Stephen Hawking: We’ve Got as Little as 1,000 Years to Find New Place to Live

World-renowned physicist Stephen Hawking answers questions with the help of a voice synthesizer during a news conference at the Tata Institute of Fundamental Research (TIFR) in Bombay, in 2001. (Credit: STR/AFP/Getty Images)

World-renowned physicist Stephen Hawking answers questions with the help of a voice synthesizer during a news conference at the Tata Institute of Fundamental Research (TIFR) in Bombay, in 2001. (Credit: STR/AFP/Getty Images)

Humanity might not survive another 1,000 years on Earth, according to noted theoretical scientist and astronomer Stephen Hawking.

Speaking earlier this week at Oxford University Union, Hawking says our best chance for survival as a species is to leave the only home we’ve ever known and establish colonies on other planets.

“Although the chance of a disaster to planet Earth in a given year may be quite low, it adds up over time, and becomes a near certainty in the next 1,000 or 10,000 years,” Hawking said in the speech, according to the Christian Science Monitor. “By that time we should have spread out into space, and to other stars, so a disaster on Earth would not mean the end of the human race.”

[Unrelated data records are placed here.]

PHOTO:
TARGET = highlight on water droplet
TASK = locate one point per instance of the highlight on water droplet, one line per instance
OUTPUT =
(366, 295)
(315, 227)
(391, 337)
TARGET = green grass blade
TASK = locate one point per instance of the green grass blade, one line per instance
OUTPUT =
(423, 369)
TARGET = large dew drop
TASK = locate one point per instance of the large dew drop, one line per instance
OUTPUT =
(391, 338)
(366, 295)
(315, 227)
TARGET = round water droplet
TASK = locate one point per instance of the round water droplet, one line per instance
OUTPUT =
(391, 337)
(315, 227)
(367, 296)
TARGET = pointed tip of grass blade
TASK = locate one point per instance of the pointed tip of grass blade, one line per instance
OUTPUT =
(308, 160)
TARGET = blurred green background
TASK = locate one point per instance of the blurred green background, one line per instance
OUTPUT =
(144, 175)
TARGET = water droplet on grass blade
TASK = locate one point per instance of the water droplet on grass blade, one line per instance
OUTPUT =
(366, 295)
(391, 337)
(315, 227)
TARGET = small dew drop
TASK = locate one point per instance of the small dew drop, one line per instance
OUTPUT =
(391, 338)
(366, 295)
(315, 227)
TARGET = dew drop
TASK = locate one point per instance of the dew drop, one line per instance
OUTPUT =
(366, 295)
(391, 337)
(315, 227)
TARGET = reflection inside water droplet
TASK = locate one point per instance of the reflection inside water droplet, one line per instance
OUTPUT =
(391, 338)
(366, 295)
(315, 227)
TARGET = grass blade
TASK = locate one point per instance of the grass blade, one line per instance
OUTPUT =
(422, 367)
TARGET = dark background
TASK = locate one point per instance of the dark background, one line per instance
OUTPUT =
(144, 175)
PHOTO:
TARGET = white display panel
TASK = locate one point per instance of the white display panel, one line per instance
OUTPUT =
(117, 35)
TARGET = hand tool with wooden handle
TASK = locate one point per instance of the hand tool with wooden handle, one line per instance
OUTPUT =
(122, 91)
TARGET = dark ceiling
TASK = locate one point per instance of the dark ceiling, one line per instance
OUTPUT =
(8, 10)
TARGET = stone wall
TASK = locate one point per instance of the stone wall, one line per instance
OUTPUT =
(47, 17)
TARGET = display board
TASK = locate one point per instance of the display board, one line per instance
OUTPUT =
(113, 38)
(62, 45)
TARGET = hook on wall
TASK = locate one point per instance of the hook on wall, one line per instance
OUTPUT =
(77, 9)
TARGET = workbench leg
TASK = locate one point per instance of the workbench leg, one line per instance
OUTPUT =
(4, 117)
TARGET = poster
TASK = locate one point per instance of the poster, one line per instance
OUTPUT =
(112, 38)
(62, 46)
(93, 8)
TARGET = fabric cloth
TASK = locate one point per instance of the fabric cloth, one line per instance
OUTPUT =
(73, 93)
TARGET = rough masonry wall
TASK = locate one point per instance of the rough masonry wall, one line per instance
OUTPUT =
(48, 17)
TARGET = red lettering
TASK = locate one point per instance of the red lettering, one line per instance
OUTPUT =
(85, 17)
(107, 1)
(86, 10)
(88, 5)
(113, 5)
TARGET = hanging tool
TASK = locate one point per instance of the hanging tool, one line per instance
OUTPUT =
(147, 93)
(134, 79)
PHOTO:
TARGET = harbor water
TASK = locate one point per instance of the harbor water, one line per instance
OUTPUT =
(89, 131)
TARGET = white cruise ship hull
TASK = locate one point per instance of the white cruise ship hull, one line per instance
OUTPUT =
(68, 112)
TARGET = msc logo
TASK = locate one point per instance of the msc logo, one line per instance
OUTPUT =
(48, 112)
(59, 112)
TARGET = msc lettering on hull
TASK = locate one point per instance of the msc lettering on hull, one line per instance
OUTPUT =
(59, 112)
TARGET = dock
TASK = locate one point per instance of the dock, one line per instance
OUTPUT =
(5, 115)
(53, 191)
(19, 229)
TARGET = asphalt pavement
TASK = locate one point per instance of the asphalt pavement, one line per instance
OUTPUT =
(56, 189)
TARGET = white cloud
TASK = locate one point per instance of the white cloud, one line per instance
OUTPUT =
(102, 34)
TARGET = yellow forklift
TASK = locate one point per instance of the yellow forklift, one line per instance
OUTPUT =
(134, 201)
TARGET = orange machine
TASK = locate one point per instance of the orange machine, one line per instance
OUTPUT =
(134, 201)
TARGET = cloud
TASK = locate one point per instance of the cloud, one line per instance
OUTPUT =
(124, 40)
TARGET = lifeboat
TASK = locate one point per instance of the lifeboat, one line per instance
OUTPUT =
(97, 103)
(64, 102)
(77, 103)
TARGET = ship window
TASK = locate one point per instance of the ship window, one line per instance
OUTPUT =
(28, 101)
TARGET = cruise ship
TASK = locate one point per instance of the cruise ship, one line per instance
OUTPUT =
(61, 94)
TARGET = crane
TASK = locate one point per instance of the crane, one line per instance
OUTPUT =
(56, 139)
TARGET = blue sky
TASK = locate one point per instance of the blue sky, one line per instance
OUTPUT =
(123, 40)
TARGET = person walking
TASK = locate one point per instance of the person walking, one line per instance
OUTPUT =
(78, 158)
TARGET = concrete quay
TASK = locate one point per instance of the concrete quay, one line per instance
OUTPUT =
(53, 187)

And the pace of space exploration seems to be ramping up. NASA is busy searching for “goldilocks” — exoplanets that might be able sustain human life. Meanwhile, Space X CEO Elon Musk has already laid out his plans to colonize Mars within the next century.

Despite all of his gloom and doom, Hawking did end with some positive notes, according to British newspaper The Independent.

“Remember to look up at the stars and not down at your feet. Try to make sense of what you see, wonder about what makes the universe exist,” he said. “Be curious. However difficult life may seem, there is always something you can do and succeed at. It matters that you don’t just give up.”